Anne-Marie is a Global Fellow at the Woodrow Wilson Centre in Washington DC, a non-resident Senior Fellow at the China Policy Institute at the University of Nottingham, and Professor in Political Science and International Relations at the University of Canterbury, Christchurch, New Zealand. In 2014 she was appointed to a two-year term on the World Economic Forum’s Global Action Council on the Arctic. She is a fluent Mandarin speaker who has published 10 books and more than 40 academic papers. She is editor in chief of The Polar Journal, published by Taylor and Francis.
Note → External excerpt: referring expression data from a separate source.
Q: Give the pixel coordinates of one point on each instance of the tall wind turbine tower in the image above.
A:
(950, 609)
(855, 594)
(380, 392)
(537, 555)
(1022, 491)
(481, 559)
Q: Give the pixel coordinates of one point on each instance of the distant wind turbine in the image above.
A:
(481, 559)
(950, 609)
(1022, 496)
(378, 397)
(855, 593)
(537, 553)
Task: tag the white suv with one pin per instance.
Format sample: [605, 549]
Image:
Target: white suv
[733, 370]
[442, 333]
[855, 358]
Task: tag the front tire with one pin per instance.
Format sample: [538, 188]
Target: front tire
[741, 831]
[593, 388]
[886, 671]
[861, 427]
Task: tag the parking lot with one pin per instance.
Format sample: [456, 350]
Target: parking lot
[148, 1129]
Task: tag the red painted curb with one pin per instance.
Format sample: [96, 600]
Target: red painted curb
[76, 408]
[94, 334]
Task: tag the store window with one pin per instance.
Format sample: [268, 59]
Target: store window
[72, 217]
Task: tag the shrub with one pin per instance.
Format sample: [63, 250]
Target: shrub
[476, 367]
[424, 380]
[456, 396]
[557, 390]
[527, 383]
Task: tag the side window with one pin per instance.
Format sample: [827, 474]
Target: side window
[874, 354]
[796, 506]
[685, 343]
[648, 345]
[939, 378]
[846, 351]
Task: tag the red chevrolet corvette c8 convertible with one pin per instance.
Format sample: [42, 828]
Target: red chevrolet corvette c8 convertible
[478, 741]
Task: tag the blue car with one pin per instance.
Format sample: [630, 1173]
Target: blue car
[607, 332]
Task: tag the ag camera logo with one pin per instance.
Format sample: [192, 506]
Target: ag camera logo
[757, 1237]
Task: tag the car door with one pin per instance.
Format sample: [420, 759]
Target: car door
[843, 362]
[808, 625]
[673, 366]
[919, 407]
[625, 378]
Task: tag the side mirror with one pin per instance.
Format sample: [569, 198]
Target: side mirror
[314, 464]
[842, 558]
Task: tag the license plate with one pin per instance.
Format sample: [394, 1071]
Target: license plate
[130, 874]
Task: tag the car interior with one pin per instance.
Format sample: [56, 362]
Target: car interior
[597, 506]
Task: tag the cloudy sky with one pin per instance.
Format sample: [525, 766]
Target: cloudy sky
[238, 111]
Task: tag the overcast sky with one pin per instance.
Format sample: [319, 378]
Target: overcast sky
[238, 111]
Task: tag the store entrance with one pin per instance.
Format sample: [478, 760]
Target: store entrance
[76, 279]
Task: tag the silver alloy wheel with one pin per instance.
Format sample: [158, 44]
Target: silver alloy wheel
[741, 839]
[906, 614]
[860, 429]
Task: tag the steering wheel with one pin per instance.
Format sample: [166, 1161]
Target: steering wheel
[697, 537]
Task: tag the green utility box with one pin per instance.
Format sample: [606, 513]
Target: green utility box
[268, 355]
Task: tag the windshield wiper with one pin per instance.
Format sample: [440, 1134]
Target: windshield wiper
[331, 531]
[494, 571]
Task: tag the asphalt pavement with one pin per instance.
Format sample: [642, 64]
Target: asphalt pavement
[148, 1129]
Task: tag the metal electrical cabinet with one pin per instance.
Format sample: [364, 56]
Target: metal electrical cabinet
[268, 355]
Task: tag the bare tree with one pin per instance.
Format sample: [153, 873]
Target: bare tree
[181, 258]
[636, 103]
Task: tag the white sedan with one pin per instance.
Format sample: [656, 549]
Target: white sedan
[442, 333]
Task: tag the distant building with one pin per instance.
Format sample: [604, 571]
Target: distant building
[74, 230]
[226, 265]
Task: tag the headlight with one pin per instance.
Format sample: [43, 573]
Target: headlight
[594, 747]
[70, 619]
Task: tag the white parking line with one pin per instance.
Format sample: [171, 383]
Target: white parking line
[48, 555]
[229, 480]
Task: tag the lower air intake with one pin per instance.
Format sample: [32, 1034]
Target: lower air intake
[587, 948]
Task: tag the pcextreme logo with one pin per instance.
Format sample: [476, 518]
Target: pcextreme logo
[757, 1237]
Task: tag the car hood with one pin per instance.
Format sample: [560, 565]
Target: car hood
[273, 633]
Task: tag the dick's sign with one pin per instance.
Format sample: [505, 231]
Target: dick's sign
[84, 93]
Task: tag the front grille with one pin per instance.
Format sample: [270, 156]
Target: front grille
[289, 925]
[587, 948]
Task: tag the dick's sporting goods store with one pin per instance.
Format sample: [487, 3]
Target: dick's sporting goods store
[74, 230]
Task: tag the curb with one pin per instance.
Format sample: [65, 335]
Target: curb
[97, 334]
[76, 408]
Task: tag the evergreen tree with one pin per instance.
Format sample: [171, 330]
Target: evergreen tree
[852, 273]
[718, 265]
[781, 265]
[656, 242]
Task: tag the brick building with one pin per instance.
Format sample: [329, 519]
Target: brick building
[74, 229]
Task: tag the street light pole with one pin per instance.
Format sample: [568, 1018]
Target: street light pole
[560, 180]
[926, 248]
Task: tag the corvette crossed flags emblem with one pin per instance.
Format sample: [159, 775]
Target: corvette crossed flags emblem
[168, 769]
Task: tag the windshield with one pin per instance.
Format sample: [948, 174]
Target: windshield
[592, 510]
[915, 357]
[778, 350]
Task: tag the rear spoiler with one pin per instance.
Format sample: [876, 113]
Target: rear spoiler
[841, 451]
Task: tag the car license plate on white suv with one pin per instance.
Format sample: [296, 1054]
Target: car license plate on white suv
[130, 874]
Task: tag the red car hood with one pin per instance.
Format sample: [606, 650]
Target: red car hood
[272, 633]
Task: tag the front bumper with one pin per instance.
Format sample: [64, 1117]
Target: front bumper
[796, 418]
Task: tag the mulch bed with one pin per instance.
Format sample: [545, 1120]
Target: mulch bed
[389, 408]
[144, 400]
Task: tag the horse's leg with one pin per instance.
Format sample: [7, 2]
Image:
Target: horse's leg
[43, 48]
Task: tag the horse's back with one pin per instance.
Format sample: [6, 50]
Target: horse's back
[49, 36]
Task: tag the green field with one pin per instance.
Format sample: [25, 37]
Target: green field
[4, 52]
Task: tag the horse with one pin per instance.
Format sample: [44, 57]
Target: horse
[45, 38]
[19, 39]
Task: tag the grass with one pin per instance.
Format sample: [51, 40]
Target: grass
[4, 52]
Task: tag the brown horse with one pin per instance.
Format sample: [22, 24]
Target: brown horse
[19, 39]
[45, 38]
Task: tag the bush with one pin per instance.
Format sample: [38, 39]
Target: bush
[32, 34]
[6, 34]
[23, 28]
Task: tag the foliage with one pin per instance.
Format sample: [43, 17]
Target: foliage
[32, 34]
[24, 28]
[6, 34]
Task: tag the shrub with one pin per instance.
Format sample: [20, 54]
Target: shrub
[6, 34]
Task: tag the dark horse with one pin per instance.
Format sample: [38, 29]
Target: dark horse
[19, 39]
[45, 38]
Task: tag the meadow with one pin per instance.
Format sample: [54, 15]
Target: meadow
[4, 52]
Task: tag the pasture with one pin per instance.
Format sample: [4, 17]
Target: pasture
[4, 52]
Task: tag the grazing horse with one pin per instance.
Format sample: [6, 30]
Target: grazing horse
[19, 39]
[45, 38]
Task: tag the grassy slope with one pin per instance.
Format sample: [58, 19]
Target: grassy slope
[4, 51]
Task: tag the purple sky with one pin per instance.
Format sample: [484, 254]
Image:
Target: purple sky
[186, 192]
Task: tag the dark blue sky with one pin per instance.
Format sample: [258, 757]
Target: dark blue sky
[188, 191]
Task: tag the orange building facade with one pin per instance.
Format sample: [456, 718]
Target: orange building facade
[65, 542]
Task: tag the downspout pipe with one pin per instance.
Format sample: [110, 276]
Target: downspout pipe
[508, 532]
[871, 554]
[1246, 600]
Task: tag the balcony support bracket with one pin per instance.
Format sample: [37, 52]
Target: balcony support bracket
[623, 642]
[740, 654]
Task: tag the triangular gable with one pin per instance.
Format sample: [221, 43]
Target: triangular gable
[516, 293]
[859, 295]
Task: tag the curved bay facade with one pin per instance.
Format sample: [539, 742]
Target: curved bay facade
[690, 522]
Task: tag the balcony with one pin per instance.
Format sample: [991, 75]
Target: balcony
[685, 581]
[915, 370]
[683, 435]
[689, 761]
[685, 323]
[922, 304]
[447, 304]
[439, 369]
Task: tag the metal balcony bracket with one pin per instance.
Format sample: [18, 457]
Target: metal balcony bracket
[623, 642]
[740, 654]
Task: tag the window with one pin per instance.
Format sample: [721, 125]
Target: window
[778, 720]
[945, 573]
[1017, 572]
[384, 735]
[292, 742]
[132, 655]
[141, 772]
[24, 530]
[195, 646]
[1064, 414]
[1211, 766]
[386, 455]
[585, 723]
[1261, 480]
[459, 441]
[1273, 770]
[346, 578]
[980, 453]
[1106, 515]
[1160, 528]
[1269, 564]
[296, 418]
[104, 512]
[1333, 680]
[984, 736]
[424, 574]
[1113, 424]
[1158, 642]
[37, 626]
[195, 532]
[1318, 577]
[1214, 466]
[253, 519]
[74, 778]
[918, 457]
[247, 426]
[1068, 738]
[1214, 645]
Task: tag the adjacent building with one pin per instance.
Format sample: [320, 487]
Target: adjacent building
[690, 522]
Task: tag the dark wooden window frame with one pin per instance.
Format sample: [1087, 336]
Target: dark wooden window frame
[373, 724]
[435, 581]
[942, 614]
Her recent publications include: Marketing Dictatorship: Propaganda and Thought Work in Contemporary China (Rowman and Littlefield, 2008), Looking North, Looking South: China, Taiwan, and the South Pacific (World Scientific, 2010); China’s Thought Management (Routledge, 2012); The Emerging Politics of Antarctica (Routledge, 2013); and China as a Polar Great Power (Cambridge University Press, 2017).
Animé par le Pr. Jean-Pierre Cabestan
Créé dans le cadre de son Observatoire sur la Chine, le groupe d’actualité d’Asia Centre rapproche au cours de ses séances de travail analyses et points de vue des universitaires, des experts, des membres de l’administration et de certains représentants du secteur privé
qui s’intéressent aux dimensions constitutives de la puissance chinoise.